4.1/ Le permis F est un atout faussement « provisoire »

Dans l’Union européenne, «l’admission provisoire» (permis F) est nommée «protection subsidiaire». Un nom qui veut (presque) tout dire, puisqu’appliqué aux personnes ne pouvant obtenir le statut de réfugiées pour des motifs de persécution individuelle, mais dont le besoin de protection est fondé sur des motifs collectifs comme la fuite d’une guerre, de conflits ou de violences généralisées, par exemple. Des cas où en Suisse, c’est un permis F qui est octroyé, la Confédération ayant l’interdiction de les renvoyer sous peine de violer ses obligations internationales.

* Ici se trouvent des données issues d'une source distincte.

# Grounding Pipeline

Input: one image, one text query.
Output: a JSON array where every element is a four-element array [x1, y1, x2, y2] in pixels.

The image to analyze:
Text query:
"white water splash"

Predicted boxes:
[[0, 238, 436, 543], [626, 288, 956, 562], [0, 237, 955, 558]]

«Va-t-il partir ? Je ne me suis jamais posé la question. Le but, c’est que nos collaborateurs restent dans l’entreprise et puissent perpétuer notre savoir-faire. C’est ce que je souhaite avec Henok. Il est volontaire, indépendant et travaille vraiment bien. Nous sommes une entreprise familiale, et il fait partie de la famille.» 

Jeff Stutz, responsable de Stutz Électricité S.A

Un renvoi généralement illégal

Dans les faits, une admission provisoire est prononcée quand la demande d’asile est rejetée, mais l’exécution du renvoi n’est pas licite, pas raisonnablement exigible ou pas possible (Voir Personne admise provisoirement dans le glossaire). La personne reçoit alors le permis F-étranger.

Pour qu’une personne avec le permis F-étranger puisse être renvoyée dans son pays d’origine, il faudrait donc que l’exécution du renvoi soit cumulativement «licite, raisonnablement exigible et possible». Des conditions souvent difficiles à remplir quand la personne provient d’un pays engagé dans une crise ou une guerre prolongée ou au sein duquel la situation qui a provoqué la fuite n’est pas près de s’améliorer (par exemple: Afghanistan, Syrie, Éthiopie, Érythrée).

Quant aux personnes «admises à titre provisoire», mais à qui le statut de réfugié est reconnu (permis F-réfugié), il est avéré «[…] qu’elles restent généralement en Suisse de manière durable.»[1]Données mentionnées dans le Rapport final – Évaluation du potentiel des réfugiés et des personnes admises à titre provisoire, établit sur mandat du Secrétariat d’État aux migrations … Lire la suite

Il est donc exceptionnel que des personnes titulaires du permis F soient renvoyées dans leur pays d’origine par les autorités suisses.

«Mon maître de stage pensait que je repartirais dès que la situation dans mon pays se serait calmée. Mais je suis réfugié politique. Pour que je puisse rentrer, il faudrait que le gouvernement tombe et que le suivant décide d’annuler toutes les condamnations politiques. Cela n’arrivera jamais.» 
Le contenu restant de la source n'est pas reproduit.